15 Temmuz askeri darbe girişimi sonrasında başta Türk Silahlı
Kuvvetleri, yargı, bakanlıklar ve çeşit devlet kurumlarında
başlatılan temizlik operasyonları hız kesmeden sürüyor.
Operasyonlar medya kuruluşlarına da sıçradı, çok sayıda televizyon
kanalı, radyo, gazete ve dergi kapatıldı; en sonunda da 29
yayınevi.
Bu medya kuruluşlarının önemli bölümündeki gazeteci, yazar ve
televizyon yorumcusunun Ergenekon, Balyoz, Poyrazköy, Askeri
Casusluk gibi Fethullahçı savcı ve yargıçlar tarafından tezgâhlanan
kumpaslarda üstlendikleri görevleri nasıl bir başarıyla yerine
getirdiklerine tanık olduk. Açılan her dava için ayrı bir linç
kampanyası başlatıyorlardı. Yüzlerce masum insan yıllarca
hapislerde çürütüldü, gelecekleri karartıldı.
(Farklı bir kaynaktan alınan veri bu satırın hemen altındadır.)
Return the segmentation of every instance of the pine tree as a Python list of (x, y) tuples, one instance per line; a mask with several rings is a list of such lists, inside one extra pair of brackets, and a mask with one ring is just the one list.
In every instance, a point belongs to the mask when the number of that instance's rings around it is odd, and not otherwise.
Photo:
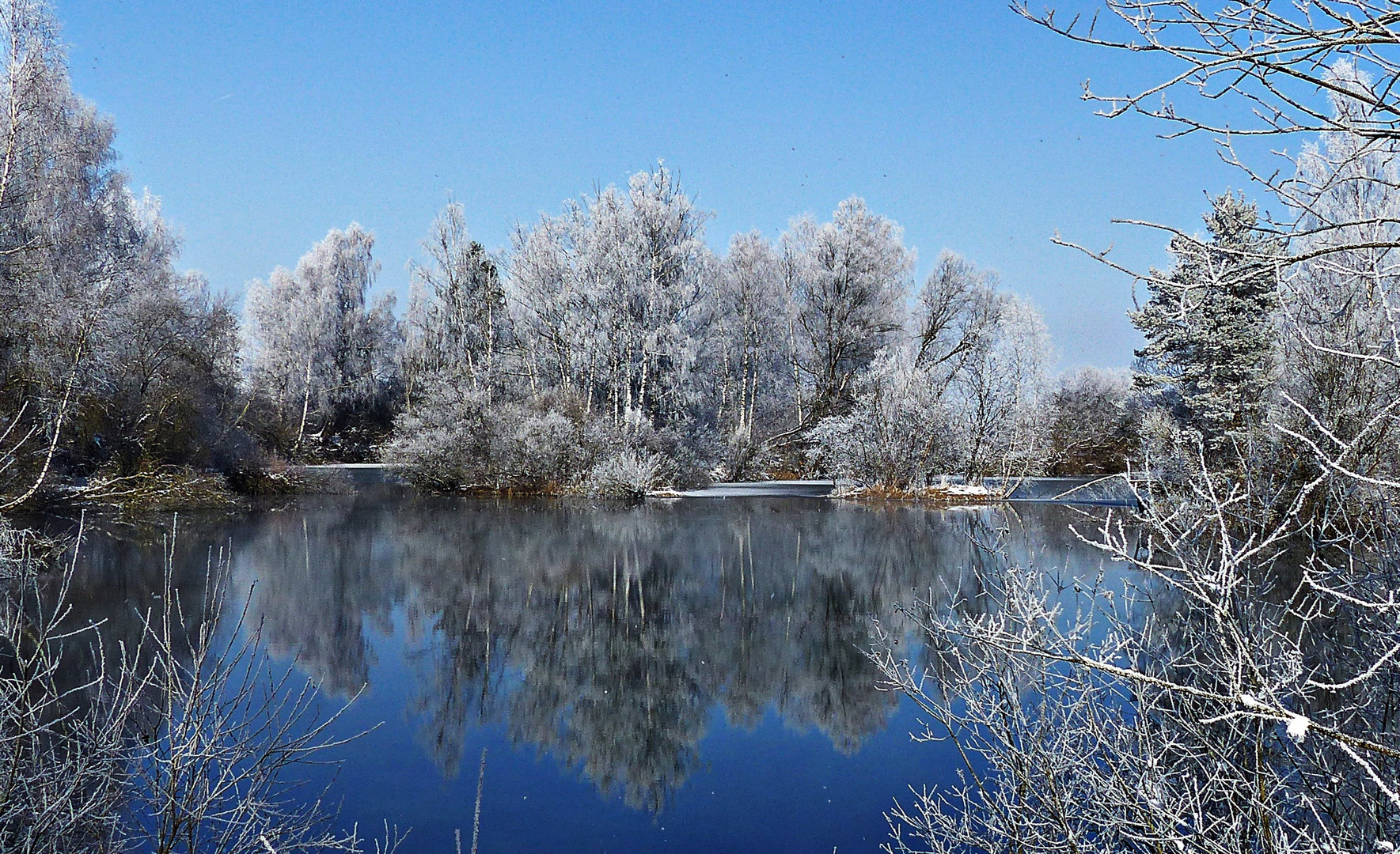
[(1264, 419), (1282, 245), (1260, 232), (1243, 196), (1211, 207), (1210, 239), (1173, 238), (1176, 267), (1148, 281), (1151, 298), (1130, 317), (1147, 335), (1137, 387), (1173, 401), (1179, 422), (1219, 449)]

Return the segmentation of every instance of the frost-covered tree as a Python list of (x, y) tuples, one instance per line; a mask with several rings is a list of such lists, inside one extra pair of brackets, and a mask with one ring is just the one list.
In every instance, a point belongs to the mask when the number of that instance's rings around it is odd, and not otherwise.
[(1060, 379), (1046, 401), (1046, 474), (1114, 474), (1138, 450), (1128, 370), (1081, 368)]
[(32, 496), (57, 463), (239, 465), (227, 306), (175, 271), (179, 240), (73, 94), (48, 4), (0, 3), (0, 492)]
[[(1373, 136), (1387, 112), (1351, 60), (1329, 70), (1334, 130), (1303, 147), (1289, 201), (1301, 212), (1282, 280), (1288, 428), (1348, 446), (1347, 468), (1400, 474), (1400, 147)], [(1322, 428), (1322, 429), (1319, 429)]]
[(858, 375), (846, 415), (808, 436), (823, 471), (897, 492), (948, 474), (1036, 474), (1043, 460), (1049, 335), (997, 275), (945, 253), (906, 341)]
[(903, 328), (914, 259), (899, 225), (853, 196), (830, 222), (797, 219), (783, 260), (797, 306), (798, 424), (815, 425), (850, 408), (857, 375)]
[(332, 229), (295, 271), (279, 267), (248, 287), (248, 382), (270, 404), (272, 439), (287, 453), (349, 442), (347, 453), (364, 454), (354, 433), (372, 439), (392, 417), (400, 333), (392, 295), (365, 302), (379, 270), (372, 247), (357, 224)]
[(1130, 317), (1147, 337), (1138, 384), (1175, 400), (1183, 425), (1219, 447), (1260, 428), (1268, 407), (1281, 247), (1243, 196), (1211, 207), (1210, 238), (1175, 236), (1176, 267), (1147, 280), (1149, 298)]
[(448, 382), (484, 396), (501, 383), (510, 316), (500, 267), (472, 240), (462, 205), (448, 204), (423, 242), (427, 263), (412, 264), (403, 382), (413, 408), (423, 383)]
[(707, 218), (658, 166), (521, 229), (510, 292), (532, 387), (578, 393), (615, 425), (685, 421), (715, 270)]
[(715, 429), (728, 444), (727, 477), (762, 471), (766, 440), (795, 422), (792, 303), (783, 264), (757, 232), (735, 235), (706, 294), (706, 370)]

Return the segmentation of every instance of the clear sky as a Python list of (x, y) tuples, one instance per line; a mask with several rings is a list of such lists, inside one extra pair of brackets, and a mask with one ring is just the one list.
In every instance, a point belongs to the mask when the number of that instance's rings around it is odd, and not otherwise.
[(378, 235), (379, 282), (455, 196), (473, 235), (623, 183), (658, 159), (714, 211), (710, 243), (853, 194), (1040, 306), (1065, 368), (1126, 365), (1124, 277), (1239, 187), (1210, 140), (1106, 120), (1081, 84), (1148, 80), (998, 0), (951, 3), (190, 3), (56, 0), (76, 89), (118, 123), (137, 191), (164, 200), (182, 264), (231, 294), (333, 226)]

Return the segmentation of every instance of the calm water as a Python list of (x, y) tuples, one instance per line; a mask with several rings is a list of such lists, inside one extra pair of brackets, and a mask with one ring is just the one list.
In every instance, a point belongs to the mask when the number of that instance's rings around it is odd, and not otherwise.
[[(412, 827), (405, 851), (875, 851), (909, 786), (949, 781), (875, 689), (871, 619), (990, 559), (973, 537), (1092, 572), (1072, 509), (928, 510), (816, 499), (615, 507), (316, 496), (182, 517), (176, 579), (209, 548), (279, 660), (384, 725), (337, 751), (346, 825)], [(90, 534), (84, 615), (134, 632), (160, 547)], [(251, 591), (251, 593), (249, 593)], [(910, 649), (917, 650), (917, 644)]]

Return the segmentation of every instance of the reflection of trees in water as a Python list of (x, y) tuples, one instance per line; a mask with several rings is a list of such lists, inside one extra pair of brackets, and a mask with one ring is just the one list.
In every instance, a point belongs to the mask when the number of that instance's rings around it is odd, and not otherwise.
[(871, 618), (953, 587), (972, 538), (1071, 549), (1061, 509), (937, 512), (804, 500), (571, 503), (333, 498), (267, 514), (237, 548), (255, 616), (328, 686), (367, 678), (365, 626), (405, 607), (421, 739), (455, 773), (476, 721), (659, 809), (708, 714), (773, 709), (854, 752), (896, 696), (862, 650)]
[(322, 686), (353, 693), (370, 678), (365, 625), (391, 628), (393, 551), (371, 500), (308, 502), (266, 513), (234, 549), (238, 581), (253, 588), (253, 619), (274, 656), (293, 656)]

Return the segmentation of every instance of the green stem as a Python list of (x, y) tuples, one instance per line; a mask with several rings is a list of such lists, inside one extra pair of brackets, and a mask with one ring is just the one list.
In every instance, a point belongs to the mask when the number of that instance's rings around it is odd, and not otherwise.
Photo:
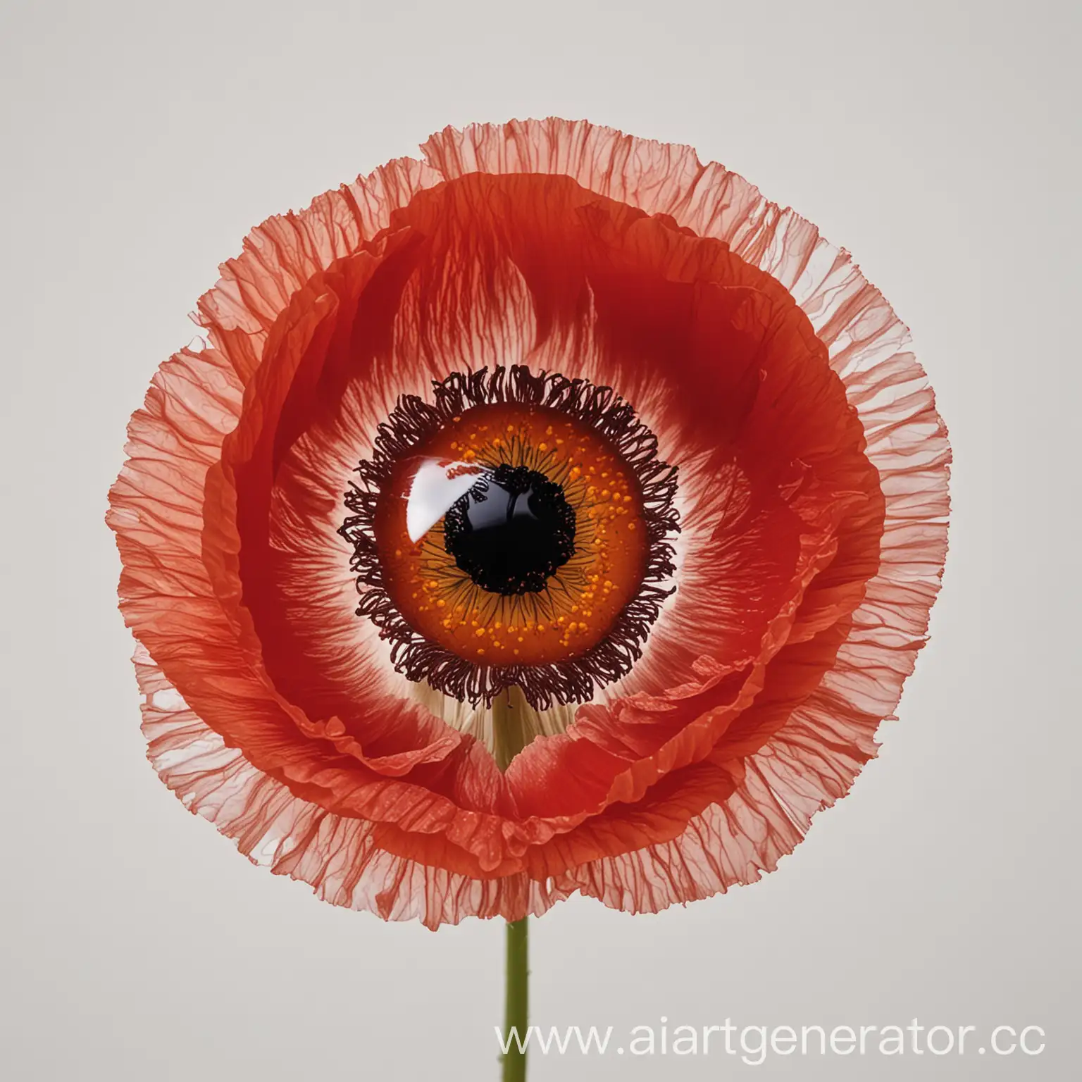
[(526, 1082), (526, 1052), (519, 1052), (512, 1029), (520, 1041), (526, 1040), (529, 1026), (529, 926), (528, 916), (507, 923), (507, 994), (504, 1008), (503, 1039), (507, 1052), (503, 1057), (503, 1082)]
[[(492, 700), (492, 751), (501, 770), (529, 742), (527, 703), (517, 687), (509, 687)], [(503, 1039), (507, 1051), (503, 1055), (503, 1082), (526, 1082), (526, 1041), (529, 1027), (530, 969), (527, 940), (529, 918), (507, 922), (506, 998), (504, 1000)], [(515, 1032), (512, 1033), (512, 1030)], [(516, 1040), (517, 1035), (517, 1040)]]

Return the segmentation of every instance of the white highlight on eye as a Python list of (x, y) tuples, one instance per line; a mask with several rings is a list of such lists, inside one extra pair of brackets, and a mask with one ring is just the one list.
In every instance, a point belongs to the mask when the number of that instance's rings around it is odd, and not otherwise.
[(406, 532), (418, 542), (491, 470), (476, 462), (421, 459), (406, 493)]

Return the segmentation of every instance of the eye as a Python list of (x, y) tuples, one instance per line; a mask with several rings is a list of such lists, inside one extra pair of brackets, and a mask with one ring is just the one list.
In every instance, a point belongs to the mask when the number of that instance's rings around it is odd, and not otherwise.
[(395, 668), (537, 709), (625, 675), (674, 586), (676, 470), (611, 388), (525, 366), (399, 399), (340, 533)]

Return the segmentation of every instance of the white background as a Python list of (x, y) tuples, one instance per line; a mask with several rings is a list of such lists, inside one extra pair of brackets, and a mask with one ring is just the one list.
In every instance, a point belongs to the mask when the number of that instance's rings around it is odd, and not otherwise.
[(531, 1079), (1073, 1077), (1078, 12), (4, 0), (0, 1072), (497, 1078), (499, 924), (321, 905), (157, 781), (103, 515), (128, 415), (251, 225), (447, 123), (556, 114), (690, 143), (856, 253), (937, 388), (954, 513), (932, 644), (852, 795), (756, 886), (536, 922), (535, 1019), (915, 1015), (1040, 1025), (1047, 1051)]

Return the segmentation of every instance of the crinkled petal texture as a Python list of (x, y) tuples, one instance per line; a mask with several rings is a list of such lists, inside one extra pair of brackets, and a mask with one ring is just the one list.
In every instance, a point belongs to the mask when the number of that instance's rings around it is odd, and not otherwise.
[[(924, 643), (950, 452), (906, 328), (689, 148), (546, 120), (423, 150), (256, 228), (132, 419), (109, 523), (150, 758), (252, 860), (385, 919), (756, 880)], [(683, 532), (637, 665), (501, 771), (357, 618), (337, 530), (399, 395), (512, 364), (631, 401)]]

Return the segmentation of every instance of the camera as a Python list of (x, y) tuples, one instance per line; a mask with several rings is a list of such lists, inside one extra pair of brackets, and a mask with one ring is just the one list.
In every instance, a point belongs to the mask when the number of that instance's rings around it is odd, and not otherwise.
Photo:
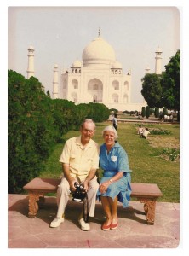
[(76, 188), (76, 190), (72, 192), (72, 201), (83, 201), (87, 195), (83, 184), (75, 183), (74, 187)]

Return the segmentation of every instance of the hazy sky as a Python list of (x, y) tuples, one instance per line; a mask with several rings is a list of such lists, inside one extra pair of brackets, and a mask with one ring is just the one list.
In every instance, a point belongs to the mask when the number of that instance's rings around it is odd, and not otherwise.
[(27, 49), (35, 49), (35, 77), (52, 96), (54, 65), (82, 61), (85, 46), (100, 36), (114, 49), (123, 73), (131, 69), (132, 103), (141, 102), (141, 78), (155, 69), (162, 49), (162, 70), (180, 49), (180, 12), (175, 7), (9, 7), (8, 68), (27, 76)]

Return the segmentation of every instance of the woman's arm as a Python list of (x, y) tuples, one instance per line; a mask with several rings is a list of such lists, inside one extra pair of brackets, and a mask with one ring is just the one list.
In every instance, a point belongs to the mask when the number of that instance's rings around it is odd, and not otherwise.
[(119, 180), (122, 178), (124, 172), (118, 172), (115, 176), (111, 177), (110, 179), (106, 180), (103, 183), (100, 185), (100, 193), (105, 193), (107, 190), (107, 188), (109, 187), (110, 184), (115, 183), (117, 180)]

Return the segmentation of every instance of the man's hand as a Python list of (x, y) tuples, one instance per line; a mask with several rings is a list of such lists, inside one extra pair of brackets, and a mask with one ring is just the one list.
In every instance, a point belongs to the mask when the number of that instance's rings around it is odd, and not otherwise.
[(87, 192), (89, 189), (89, 180), (88, 178), (85, 179), (85, 181), (83, 182), (83, 187), (84, 187), (84, 190)]
[(76, 191), (76, 188), (74, 186), (74, 183), (77, 183), (77, 181), (76, 179), (72, 179), (71, 182), (69, 182), (69, 184), (70, 184), (70, 190), (71, 191)]

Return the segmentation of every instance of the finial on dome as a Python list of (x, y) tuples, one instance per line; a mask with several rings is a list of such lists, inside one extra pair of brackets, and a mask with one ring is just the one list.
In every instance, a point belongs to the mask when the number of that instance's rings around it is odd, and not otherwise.
[(99, 37), (100, 36), (100, 28), (99, 27)]

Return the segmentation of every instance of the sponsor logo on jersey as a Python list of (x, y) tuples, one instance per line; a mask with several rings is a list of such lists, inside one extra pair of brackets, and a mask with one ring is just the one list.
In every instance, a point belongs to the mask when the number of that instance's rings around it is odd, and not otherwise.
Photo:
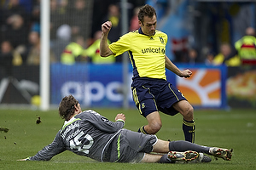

Sanıklar için tahliye söz konusu oldu mu ağız birliği ederek,
“serbest bırakılmasınlar” diye yaygara kopartıyorlardı. Kimi
sanıklar ölümcül hastaymış, günleri sayılıymış bunlar için
önemsizdi.
Adalet bunlar için hiçbir şey ifade etmiyordu.
***
Ne var ki biz onlar gibi değiliz.
Bize ne kadar düşmanlık etmiş olurlarsa olsunlar bir hukuk
devletinde onların da adil yargılanmayı hak ettiklerini
düşünüyorum.
Haklarında gözaltı kararı bulunan veya gözaltına alınan kimi
gazeteci ve yazarlar var ki FETÖ ile doğrudan bir bağlantıları
olduğuna, darbe girişimini desteklemiş olabileceklerini
düşünemiyorum. Örneğin, gözaltına alınan Şahin
Alpay, Ali Bulaçya da 47 kişilik
listede adı bulunan Hilmi Yavuz gibi.
Hiçbir düşünce akrabalığım olmayan, birçok yazısını okurken
tüylerim diken diken
olan Nazlı Ilıcak için
de aynı kanıdayım.
Türkiye’de hiçbir gazeteci/yazar yazdığı gazete nedeniyle, eğer
şiddeti, darbeyi, terörü savunmuyorsa düşünceleri nedeniyle baskı
görmemeli.
Kapatılan 29 yayınevinin yayın programlarına bakıyorum;
hiçbirinde Fethullah Gülen’inkiler de dahil
mahkemece yasaklanmış yayın yok! Bu kapatılma gerekçesinin
kamuoyuyla paylaşılmasında yarar olduğu kanısındayım.